During my pathology course last year, monoclonal antibodies were one of those things I just couldn't 'get'. It was explained to me numerous times, by increasingly more irate and disappointed looking supervisors, but every time it was re-mentioned in lectures and supervisions I would sort of stare despairingly at whatever piece of paper was in front of me thinking 'what the hell are they again'.
"Something to do with mice, and antibodies, and making them human, or something" was usually the best I could do.
So when the subject appeared yet again during this years course, I decided to finally look it up properly and work out just what was going on.
Antibodies look like this:
The two variable regions recognise bind to antigen (parts of invading bacteria) leading to the invading bacteria being destroyed. Antibodies produced in the body are polyclonal, because each one has a different variable region and can target a different antigen (until a threat is realised in which case they massively overproduce the relavent antibody).
The idea of monoclonal antibody therapy is to produce a large number of essentially the same antibody, that can find and potentially destroy a specific target. The idea was to produce a kind of 'magic bullet' that went through the body picking out the specifically ill parts and removing them. And antibodies are very specific, and can be targeted to lots of different proteins.

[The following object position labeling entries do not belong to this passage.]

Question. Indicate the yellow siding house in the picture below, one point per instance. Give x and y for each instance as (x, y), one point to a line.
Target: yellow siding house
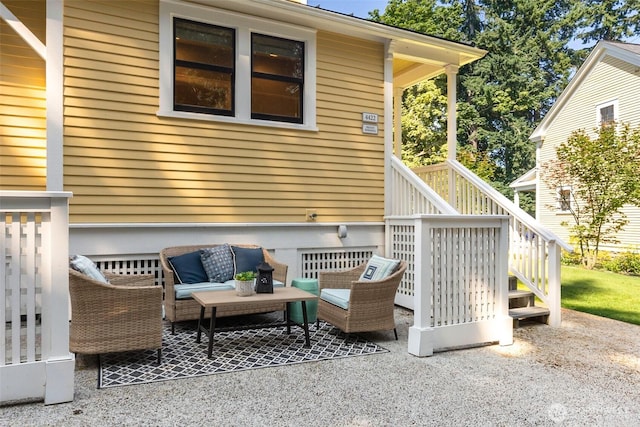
(606, 87)
(186, 122)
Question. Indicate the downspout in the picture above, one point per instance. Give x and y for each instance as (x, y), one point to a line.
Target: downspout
(397, 121)
(55, 99)
(452, 72)
(388, 124)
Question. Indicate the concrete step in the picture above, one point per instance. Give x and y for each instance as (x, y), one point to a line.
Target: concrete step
(523, 313)
(519, 298)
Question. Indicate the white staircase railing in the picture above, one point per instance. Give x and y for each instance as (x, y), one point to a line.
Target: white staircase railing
(457, 264)
(35, 362)
(410, 195)
(534, 252)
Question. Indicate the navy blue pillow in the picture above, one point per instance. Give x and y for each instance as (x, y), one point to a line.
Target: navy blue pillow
(188, 268)
(247, 259)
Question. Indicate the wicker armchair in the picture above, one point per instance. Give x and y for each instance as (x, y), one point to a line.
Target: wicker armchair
(371, 303)
(124, 315)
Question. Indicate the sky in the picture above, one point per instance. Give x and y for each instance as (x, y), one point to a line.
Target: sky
(359, 8)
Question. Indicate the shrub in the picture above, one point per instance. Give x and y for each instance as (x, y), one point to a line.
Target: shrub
(625, 262)
(571, 258)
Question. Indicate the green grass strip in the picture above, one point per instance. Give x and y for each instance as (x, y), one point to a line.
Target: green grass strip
(602, 293)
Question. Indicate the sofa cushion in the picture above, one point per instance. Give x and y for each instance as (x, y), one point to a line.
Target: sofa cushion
(188, 268)
(246, 259)
(85, 266)
(218, 263)
(184, 290)
(378, 268)
(339, 297)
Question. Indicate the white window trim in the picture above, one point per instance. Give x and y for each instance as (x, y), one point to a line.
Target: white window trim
(559, 199)
(614, 103)
(244, 26)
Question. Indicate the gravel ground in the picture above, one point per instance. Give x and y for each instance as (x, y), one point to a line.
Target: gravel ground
(584, 373)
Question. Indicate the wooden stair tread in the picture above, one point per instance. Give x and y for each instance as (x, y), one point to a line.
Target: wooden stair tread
(527, 312)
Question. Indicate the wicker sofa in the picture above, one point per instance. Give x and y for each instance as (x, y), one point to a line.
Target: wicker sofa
(181, 309)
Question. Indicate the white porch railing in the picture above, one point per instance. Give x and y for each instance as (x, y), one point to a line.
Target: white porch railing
(458, 269)
(534, 252)
(410, 195)
(35, 362)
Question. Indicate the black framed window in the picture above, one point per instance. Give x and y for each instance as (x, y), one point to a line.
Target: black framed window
(204, 68)
(607, 115)
(277, 79)
(564, 200)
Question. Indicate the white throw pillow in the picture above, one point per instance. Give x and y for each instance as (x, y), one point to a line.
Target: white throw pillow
(85, 266)
(378, 268)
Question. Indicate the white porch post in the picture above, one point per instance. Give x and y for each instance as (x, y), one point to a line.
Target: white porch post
(54, 76)
(421, 334)
(554, 252)
(452, 72)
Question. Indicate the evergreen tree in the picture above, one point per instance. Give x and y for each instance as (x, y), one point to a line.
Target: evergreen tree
(500, 97)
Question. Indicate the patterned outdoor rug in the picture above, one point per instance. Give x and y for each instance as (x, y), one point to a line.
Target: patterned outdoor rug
(233, 351)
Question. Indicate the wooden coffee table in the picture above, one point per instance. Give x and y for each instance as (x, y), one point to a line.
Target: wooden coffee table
(215, 299)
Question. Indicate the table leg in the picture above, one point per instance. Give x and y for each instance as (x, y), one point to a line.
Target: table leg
(212, 328)
(200, 320)
(306, 323)
(288, 317)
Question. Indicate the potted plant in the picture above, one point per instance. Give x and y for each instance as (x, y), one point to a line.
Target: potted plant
(245, 282)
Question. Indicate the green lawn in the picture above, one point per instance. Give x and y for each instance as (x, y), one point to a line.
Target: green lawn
(602, 293)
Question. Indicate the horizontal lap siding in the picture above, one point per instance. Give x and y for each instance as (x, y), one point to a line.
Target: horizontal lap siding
(125, 164)
(611, 79)
(22, 102)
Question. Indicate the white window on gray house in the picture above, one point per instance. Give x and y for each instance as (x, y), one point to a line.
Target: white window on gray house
(563, 199)
(607, 113)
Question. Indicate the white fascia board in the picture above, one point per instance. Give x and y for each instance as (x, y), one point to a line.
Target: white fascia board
(300, 14)
(23, 31)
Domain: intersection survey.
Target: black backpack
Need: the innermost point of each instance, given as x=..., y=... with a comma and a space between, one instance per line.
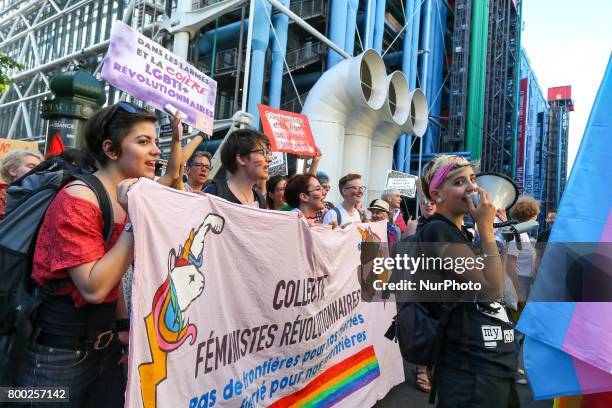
x=420, y=336
x=27, y=201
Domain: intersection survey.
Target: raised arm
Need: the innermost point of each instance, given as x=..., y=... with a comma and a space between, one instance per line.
x=173, y=169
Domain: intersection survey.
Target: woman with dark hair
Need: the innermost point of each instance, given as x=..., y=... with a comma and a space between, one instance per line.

The problem with producing them is that a single B cell (antibody-producing cell) will only last a few generations before dying. Not long enough to produce the large amounts of specifically-target antibody needed for therapy. The original solution to this problem was to use a technique known as hybridoma. Individual B cells that had been grown in mice and produced antibodies that destroyed whatever target the therapy was being designed to remove were fused with immortal myeloma cell lines. The B cell could then propagate for much longer, secreting monoclonal antibodies. The main problems with this technique were that is was slow and laborious and created problems for purifying the antigen.
The most modern technique I know of (although others are being developed) is called SLAM, which stands for Selected Lymphocyte Antibody Method. B cells are isolated from mice (or rabbits, other animals can potentially be used as well) and grown in little plastic wells until they start secreting antibodies. Single B cells are then isolated, and screened for activity. The relevant antibody genes are then cloned through PCR and expressed as recombinant antibodies. This technique is a lot faster and produces high affinity antibodies from a number of species.
Monoclonal antibodies are used in various drugs currently on the market. Lymphomas (cancerous B cells) can be treated with Zevalin (R) or Bexxar (R). Apparently on 3 February 2005, the New England Journal of Medicine reported that 59% of patients with a B-cell lymphoma were disease-free 5 years after a single treatment with Bexxar.
The thing is though, I'm being taught this as a biochemist student/researcher, not as a medical researcher. Which means that I have very little idea how useful, common, or applicable most of these techniques and products are. Academic researchers and medical researchers seem to live a world apart, something that hit me particularly hard during the conference. You could almost always tell, about half way through a talk, whether the speaker was a medical or academic researcher. There doesn't seem to be a whole lot of cross-talk between them either, which is a pity because academic research does often come up with the odd useful medical application, but of course they aren't in any position to implement it.